Como podemos comprobar a diario, el ambientalismo atraviesa todo el arco político7. Así como algunos movimientos ecologistas incorporan explícitamente proclamas anticapitalistas, no es menos cierto que el medio ambiente constituye una de las ideologías dominantes de aquello que Boltanski y Chiapello (2002: 39-47 y 556-567) denominan el nuevo espíritu del capitalismo.

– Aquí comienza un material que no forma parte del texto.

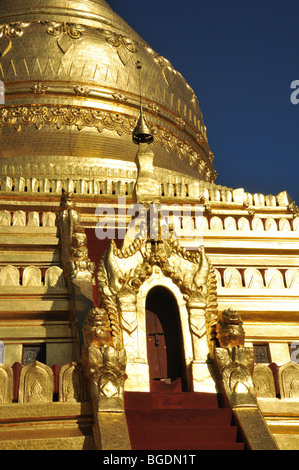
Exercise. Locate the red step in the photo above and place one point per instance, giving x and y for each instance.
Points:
(160, 400)
(179, 421)
(180, 417)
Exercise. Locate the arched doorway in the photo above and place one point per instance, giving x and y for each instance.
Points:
(164, 336)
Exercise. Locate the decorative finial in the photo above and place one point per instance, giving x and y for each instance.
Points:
(142, 133)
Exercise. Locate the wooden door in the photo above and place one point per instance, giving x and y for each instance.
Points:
(164, 336)
(156, 347)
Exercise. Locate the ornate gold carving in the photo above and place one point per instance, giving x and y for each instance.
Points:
(230, 331)
(6, 384)
(294, 209)
(71, 385)
(263, 382)
(234, 362)
(118, 40)
(66, 33)
(59, 116)
(289, 380)
(36, 383)
(39, 88)
(124, 45)
(81, 90)
(8, 32)
(104, 364)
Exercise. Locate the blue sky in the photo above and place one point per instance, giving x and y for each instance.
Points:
(240, 57)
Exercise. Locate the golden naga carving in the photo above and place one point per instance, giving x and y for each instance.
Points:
(104, 364)
(8, 32)
(230, 331)
(59, 116)
(235, 368)
(235, 362)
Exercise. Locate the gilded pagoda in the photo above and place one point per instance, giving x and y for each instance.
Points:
(124, 329)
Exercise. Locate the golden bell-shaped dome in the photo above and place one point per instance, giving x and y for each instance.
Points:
(72, 93)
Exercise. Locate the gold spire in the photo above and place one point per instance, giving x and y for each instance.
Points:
(142, 133)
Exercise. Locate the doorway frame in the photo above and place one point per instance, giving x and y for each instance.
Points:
(138, 368)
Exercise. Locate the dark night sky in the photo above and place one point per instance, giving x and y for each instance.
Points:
(240, 57)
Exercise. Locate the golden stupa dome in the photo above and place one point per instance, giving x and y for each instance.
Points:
(72, 93)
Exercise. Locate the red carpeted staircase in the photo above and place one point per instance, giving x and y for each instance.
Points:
(176, 420)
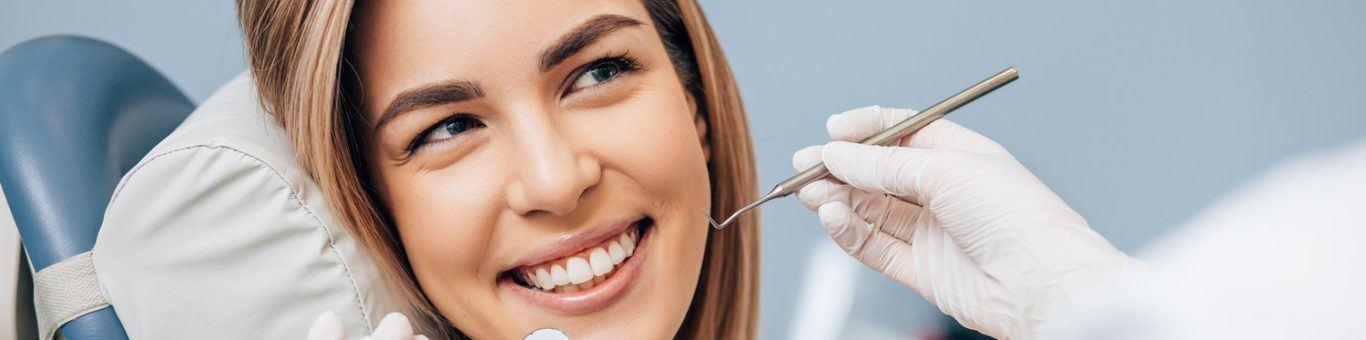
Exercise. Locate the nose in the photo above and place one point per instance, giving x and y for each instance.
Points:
(552, 174)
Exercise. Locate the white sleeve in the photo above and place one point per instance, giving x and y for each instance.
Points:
(1280, 258)
(219, 234)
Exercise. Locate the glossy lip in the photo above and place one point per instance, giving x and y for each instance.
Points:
(573, 243)
(596, 298)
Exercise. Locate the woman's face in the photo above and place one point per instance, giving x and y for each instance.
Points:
(541, 160)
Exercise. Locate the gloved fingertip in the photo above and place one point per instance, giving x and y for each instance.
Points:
(816, 194)
(836, 154)
(328, 327)
(806, 157)
(844, 126)
(839, 221)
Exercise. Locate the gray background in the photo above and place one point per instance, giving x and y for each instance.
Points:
(1138, 112)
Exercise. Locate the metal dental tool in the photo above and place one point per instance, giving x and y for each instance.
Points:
(887, 137)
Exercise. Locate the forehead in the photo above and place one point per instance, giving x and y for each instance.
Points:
(409, 43)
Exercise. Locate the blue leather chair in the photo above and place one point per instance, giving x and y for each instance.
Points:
(75, 115)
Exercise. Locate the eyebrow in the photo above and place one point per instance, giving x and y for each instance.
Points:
(429, 96)
(461, 90)
(582, 37)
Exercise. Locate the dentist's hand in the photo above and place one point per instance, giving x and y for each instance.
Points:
(394, 327)
(954, 216)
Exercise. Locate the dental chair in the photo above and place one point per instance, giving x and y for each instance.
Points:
(148, 217)
(75, 115)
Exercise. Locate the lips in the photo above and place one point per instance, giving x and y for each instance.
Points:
(582, 271)
(589, 277)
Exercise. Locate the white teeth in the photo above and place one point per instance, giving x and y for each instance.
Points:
(579, 271)
(600, 261)
(559, 276)
(627, 243)
(542, 280)
(585, 271)
(616, 253)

Si bien el capitalismo constituye “…la principal forma histórica organizadora de las prácticas colectivas que se encuentra absolutamente alejada de la esfera moral” (ibid.: 61), esto no impide que utilice en forma eficaz el discurso del medio ambiente, que se distingue por su marcada impronta moral. Y es que, “…para mantener su poder de movilización, el capitalismo debe incorporar recursos que no se encuentran en su interior, acercarse a las creencias que disfrutan, en una época determinada, de un importante poder de persuasión y tomar en consideración las ideologías más importantes – incluidas aquellas que le son hostiles– que se encuentran inscriptas en el contexto cultural en el cual se desarrolla. […] El capitalismo, enfrentado a una exigencia de justificación, moviliza algo que “ya está ahí”, algo cuya legitimidad se encuentra ya garantizada y a lo cual dará un nuevo sentido asociándolo a la exigencia de acumulación de capital”. (Boltanski y Chiapello, 2002: 61).

Todos somos necesariamente verdes, aun quienes contaminan. ¿Qué infamia, qué irreversible descrédito recaería sobre el actor social que no se ajustara a esa retórica? Como apunta Beck (2009: 72), la moderna aura ecológica carece en apariencia de adversario. En este panorama tan incierto y contradictorio, ¿cuál puede ser el aporte de la Antropología para pensar las problemáticas medioambientales y, más específicamente, las fronteras entre lo animal y lo humano?

Existe cierto consenso entre los autores más destacados de la Antropología de la Naturaleza respecto de las distinciones básicas entre el hombre y el animal o bien –en términos ya no tan antropocéntricos– sobre qué es aquello que vuelve a los humanos un tipo particular de animales (Descola, 2009: 18).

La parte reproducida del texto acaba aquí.